Nous avons simulé le comportement de portefeuilles en francs suisses composés à 60% d’actions et à 40% d’obligations de la Confédération ou de liquidités. Le maintien d’une poche obligataire est pertinent dans le cadre d’une maximisation du ratio rendement/risque.  Et cela si l’horizon de prévision est tout d’abord suffisamment long (10 ans et plus) pour lisser les pertes liées à la normalisation des taux obligataires. Et si la corrélation entre les obligations et les actions est suffisamment négative pour que le gain réalisé grâce à la diversification compense l’effet des rendements négatifs. D’après nos calculs seule une corrélation égale ou inférieure à -0.7 entre les variations des actions et des obligations (i.e. des variations presque parfaitement opposées) justifierait le maintien d’une part importante d’obligations dans un portefeuille balancé. Or, de tels niveaux n’ont été observés qu’en période de crise comme en 2000, 2008 ou 2012. En moyenne, la corrélation historique sur les 20 dernières années s’établit plutôt autour de -0,3. Ainsi, le maintien d’obligations de la Confédération dans une allocation 60/40 ne ferait du sens que dans un scénario de déflation profonde.

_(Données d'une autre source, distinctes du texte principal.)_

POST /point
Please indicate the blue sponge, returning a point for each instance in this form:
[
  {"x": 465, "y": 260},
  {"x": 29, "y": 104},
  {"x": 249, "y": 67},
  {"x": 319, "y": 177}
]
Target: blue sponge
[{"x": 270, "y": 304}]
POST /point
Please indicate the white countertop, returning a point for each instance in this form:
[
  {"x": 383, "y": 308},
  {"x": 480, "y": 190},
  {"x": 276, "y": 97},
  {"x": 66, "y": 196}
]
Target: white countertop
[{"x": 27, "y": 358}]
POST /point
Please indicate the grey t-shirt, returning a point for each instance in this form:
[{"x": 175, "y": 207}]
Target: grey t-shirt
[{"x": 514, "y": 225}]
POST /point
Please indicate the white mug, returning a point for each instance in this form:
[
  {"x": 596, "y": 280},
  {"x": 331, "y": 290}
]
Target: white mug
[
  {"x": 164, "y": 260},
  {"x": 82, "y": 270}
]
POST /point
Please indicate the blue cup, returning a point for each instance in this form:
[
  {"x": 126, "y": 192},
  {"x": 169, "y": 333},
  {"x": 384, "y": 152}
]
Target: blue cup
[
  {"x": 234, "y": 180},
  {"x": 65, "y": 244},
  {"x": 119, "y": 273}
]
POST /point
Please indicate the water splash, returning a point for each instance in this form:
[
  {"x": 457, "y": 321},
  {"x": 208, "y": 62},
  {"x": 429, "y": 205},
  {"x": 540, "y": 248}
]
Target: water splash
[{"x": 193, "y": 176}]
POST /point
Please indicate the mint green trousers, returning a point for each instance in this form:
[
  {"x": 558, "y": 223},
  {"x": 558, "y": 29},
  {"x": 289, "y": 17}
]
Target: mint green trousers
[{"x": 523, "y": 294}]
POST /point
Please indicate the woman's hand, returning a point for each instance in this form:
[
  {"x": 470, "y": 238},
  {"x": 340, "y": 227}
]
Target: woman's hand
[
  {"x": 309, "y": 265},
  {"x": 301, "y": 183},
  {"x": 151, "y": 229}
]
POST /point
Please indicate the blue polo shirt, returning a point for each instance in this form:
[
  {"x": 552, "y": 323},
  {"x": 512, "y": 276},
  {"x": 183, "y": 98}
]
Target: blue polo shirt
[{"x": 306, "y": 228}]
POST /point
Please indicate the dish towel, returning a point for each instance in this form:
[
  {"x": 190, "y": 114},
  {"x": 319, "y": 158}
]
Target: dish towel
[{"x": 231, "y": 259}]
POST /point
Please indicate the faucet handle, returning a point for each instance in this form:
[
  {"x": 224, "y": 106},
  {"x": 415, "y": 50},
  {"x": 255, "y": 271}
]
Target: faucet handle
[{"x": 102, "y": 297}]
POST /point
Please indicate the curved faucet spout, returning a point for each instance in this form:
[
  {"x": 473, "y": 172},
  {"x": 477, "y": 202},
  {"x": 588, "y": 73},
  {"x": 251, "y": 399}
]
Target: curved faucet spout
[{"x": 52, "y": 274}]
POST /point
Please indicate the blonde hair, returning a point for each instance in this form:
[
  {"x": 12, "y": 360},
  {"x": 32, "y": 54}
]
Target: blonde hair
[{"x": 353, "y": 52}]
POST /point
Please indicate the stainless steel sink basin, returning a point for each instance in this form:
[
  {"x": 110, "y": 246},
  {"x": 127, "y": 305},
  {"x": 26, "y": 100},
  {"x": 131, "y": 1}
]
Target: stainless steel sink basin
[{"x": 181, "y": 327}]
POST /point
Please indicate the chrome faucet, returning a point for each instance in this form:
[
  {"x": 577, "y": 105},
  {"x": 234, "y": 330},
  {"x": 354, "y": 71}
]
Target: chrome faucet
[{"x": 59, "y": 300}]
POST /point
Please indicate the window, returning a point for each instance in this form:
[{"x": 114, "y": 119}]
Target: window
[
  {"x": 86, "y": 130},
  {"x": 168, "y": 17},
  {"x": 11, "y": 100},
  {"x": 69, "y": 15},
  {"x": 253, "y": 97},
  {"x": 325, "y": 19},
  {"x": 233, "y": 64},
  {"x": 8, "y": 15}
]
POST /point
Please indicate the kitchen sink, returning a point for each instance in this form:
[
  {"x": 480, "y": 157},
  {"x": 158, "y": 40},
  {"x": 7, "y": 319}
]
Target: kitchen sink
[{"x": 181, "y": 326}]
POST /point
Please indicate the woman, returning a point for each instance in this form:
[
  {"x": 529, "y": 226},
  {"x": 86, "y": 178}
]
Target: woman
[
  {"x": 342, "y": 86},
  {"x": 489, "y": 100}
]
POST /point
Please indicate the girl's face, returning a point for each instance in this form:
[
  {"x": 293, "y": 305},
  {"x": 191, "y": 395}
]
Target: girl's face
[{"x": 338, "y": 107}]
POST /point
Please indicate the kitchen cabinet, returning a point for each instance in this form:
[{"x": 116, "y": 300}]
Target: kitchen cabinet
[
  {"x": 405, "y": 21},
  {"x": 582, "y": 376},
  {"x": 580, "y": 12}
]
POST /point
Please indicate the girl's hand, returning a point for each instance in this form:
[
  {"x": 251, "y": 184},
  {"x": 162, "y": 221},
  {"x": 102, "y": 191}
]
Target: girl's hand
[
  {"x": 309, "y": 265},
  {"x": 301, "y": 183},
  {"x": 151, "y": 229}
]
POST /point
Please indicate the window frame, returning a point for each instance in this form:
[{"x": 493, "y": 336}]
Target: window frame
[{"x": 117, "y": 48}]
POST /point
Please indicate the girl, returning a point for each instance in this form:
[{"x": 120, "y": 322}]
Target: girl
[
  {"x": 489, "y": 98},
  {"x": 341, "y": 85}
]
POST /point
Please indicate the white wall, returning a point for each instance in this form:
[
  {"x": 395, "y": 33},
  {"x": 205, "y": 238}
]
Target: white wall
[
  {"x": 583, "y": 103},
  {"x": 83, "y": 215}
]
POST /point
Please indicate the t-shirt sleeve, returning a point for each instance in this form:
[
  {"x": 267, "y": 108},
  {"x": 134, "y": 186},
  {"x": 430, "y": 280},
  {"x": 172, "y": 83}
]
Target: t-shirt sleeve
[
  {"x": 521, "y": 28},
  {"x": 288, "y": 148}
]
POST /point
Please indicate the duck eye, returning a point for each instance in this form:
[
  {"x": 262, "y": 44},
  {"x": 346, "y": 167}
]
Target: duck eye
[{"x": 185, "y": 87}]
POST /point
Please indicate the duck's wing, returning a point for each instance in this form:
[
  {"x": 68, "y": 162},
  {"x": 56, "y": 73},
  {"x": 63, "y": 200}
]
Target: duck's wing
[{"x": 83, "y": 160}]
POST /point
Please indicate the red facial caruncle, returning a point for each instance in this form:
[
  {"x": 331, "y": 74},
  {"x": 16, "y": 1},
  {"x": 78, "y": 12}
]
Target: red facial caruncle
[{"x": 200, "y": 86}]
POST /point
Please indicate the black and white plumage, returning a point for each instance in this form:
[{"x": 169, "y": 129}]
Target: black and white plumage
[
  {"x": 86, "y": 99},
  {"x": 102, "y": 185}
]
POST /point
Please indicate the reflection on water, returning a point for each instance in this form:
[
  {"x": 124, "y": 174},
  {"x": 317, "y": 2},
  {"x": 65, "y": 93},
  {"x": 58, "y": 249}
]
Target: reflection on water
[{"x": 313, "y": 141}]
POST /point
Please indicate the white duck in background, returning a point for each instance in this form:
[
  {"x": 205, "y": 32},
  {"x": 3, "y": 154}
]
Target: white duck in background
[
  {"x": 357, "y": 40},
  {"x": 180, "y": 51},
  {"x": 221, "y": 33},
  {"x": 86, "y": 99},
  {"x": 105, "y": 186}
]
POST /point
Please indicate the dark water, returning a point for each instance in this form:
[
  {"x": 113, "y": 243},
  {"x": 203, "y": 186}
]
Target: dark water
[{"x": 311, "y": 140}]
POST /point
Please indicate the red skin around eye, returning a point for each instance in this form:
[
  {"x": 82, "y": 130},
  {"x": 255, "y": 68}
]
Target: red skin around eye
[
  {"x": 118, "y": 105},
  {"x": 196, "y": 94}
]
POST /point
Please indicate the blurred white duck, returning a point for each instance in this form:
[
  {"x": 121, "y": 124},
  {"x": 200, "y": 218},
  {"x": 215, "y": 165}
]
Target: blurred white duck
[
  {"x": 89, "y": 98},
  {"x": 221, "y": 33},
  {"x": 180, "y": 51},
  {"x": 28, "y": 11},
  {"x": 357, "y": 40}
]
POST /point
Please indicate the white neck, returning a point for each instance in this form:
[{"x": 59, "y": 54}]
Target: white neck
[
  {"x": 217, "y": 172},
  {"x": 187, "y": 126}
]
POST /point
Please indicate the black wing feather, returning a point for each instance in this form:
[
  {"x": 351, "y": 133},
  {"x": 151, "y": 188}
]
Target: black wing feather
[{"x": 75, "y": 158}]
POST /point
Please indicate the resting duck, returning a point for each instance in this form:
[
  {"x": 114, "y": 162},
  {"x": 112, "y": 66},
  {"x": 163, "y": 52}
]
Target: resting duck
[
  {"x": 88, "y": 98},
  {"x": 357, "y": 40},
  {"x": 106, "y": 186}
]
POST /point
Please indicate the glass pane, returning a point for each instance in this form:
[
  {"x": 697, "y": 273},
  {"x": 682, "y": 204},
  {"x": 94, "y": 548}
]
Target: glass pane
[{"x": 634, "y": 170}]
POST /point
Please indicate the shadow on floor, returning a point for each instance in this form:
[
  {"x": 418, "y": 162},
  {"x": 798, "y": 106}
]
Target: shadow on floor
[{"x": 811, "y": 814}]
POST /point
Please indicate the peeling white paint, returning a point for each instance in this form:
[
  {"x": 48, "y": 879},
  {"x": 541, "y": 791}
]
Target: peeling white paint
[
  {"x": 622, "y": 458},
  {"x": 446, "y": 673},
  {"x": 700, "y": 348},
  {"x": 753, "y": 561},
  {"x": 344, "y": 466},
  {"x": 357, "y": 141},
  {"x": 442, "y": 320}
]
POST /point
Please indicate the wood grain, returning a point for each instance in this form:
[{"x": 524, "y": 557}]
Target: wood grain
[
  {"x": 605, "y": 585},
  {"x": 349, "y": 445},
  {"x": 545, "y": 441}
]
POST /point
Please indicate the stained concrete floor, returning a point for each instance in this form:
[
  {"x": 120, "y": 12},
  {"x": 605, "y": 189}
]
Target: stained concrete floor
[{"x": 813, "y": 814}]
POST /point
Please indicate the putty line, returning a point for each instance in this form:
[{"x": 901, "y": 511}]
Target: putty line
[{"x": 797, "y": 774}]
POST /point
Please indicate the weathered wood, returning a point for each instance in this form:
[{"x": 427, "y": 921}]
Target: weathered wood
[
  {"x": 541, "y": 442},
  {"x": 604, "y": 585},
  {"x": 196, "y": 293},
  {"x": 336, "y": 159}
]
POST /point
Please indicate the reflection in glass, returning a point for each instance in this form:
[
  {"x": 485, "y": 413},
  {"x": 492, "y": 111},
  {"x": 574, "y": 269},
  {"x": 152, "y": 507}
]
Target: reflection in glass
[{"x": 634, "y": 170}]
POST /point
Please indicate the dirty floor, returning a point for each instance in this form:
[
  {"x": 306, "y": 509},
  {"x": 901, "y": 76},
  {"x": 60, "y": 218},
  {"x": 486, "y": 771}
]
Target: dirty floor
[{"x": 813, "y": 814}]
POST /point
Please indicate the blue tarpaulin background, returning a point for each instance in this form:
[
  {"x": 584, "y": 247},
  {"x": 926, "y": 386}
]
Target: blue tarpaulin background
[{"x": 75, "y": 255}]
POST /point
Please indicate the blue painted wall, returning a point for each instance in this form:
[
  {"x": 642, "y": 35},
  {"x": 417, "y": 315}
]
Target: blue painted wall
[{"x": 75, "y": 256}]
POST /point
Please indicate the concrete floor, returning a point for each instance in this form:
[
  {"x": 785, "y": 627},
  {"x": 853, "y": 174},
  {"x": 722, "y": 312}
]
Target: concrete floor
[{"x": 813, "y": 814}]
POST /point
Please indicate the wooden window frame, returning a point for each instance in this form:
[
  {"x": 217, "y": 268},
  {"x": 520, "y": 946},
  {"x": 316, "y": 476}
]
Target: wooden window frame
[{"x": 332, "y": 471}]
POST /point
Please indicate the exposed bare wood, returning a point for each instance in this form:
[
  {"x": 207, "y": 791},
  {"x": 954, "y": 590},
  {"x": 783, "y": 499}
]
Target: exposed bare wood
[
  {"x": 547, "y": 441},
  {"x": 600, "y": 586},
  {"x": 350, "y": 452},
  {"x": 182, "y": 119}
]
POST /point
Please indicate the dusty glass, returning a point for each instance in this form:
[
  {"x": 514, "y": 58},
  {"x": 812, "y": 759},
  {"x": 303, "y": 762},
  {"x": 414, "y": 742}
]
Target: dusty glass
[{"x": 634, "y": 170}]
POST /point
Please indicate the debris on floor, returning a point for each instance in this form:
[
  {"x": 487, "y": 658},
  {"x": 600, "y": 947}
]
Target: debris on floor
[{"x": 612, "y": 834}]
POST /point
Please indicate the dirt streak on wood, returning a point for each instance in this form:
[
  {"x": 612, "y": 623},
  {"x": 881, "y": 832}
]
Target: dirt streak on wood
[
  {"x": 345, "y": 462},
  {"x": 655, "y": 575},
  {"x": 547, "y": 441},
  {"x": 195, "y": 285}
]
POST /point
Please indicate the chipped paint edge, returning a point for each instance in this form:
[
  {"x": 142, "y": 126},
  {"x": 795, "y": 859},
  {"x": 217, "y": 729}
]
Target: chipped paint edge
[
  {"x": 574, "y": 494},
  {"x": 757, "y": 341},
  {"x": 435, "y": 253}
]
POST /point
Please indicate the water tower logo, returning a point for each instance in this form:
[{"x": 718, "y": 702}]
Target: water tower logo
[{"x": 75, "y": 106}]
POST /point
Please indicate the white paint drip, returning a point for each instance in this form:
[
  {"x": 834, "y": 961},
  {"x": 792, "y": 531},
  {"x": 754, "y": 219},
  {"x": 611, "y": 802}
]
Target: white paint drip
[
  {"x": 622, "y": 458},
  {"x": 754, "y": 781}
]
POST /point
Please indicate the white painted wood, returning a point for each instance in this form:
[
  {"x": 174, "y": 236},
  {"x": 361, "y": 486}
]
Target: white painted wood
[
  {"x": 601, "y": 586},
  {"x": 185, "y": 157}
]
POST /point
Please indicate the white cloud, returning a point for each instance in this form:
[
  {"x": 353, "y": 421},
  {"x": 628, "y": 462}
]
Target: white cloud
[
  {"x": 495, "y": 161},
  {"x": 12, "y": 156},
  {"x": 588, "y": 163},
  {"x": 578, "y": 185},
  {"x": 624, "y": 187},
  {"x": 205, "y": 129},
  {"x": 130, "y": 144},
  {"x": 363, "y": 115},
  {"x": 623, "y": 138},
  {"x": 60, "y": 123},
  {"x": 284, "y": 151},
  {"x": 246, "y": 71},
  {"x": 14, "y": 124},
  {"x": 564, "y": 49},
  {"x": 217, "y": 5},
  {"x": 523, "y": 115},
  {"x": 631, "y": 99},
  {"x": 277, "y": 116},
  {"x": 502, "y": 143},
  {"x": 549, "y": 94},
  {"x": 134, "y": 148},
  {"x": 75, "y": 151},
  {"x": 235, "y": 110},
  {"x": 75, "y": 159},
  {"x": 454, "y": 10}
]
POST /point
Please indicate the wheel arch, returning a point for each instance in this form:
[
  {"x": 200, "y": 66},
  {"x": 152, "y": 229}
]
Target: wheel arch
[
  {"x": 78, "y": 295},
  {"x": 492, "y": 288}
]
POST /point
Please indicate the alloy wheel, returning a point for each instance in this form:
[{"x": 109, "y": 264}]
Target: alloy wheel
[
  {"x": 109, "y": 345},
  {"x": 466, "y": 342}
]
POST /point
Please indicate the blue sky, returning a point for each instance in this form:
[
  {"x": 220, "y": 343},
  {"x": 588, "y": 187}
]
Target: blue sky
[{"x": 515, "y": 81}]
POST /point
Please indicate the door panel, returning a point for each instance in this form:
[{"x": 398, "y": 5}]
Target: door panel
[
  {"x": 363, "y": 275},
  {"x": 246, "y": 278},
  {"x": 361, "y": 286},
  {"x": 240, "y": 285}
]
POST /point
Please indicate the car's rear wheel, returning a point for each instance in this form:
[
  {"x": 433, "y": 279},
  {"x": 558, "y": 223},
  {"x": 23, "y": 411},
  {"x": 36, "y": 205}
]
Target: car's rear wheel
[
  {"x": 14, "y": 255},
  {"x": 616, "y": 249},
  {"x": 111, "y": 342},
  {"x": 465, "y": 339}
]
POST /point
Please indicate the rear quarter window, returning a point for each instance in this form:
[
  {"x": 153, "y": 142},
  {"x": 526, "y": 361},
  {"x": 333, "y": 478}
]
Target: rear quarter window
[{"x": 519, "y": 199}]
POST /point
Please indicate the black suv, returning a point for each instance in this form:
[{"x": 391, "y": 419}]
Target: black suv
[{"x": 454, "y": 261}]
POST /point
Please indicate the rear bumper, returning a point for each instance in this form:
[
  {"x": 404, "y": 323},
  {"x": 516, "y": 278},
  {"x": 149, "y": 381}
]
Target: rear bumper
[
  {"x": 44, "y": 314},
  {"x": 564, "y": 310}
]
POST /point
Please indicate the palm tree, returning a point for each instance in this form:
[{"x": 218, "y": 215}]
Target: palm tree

Augmenter la part des obligations d’entreprises pourrait sembler plus judicieux pour améliorer les rendements, mais au risque de voir une perte de diversification et une plus grande sensibilité du portefeuille au cycle économique. Dès lors, la recherche de primes de risque alternatives semble la voie à suivre.

L’immobilier de rendement en Suisse sous la forme d’investissement direct ou « titrisée » continue d’offrir des qualités de diversification évidentes. Avec un rendement annuel moyen de 1,5% à 3%, selon les scénarios, et un risque comparable à celui des obligations de long terme, cette classe d’actifs doit aujourd’hui faire partie d’une allocation en francs suisses.

En parallèle, la désynchronisation des cycles entre les différentes zones économiques plaide pour un accroissement de l’allocation aux obligations étrangères couvertes, la divergence de politique monétaire devenant ainsi une source de diversification.
Enfin, la supervision accrue des gérants alternatifs permet désormais de réallouer une partie du capital à ce type d’investissement, que ce soit dans un objectif de recherche « d’alpha » ou d’accès à des primes d’illiquidité. Ainsi, les taux d’intérêts négatifs ouvrent aussi à des opportunités.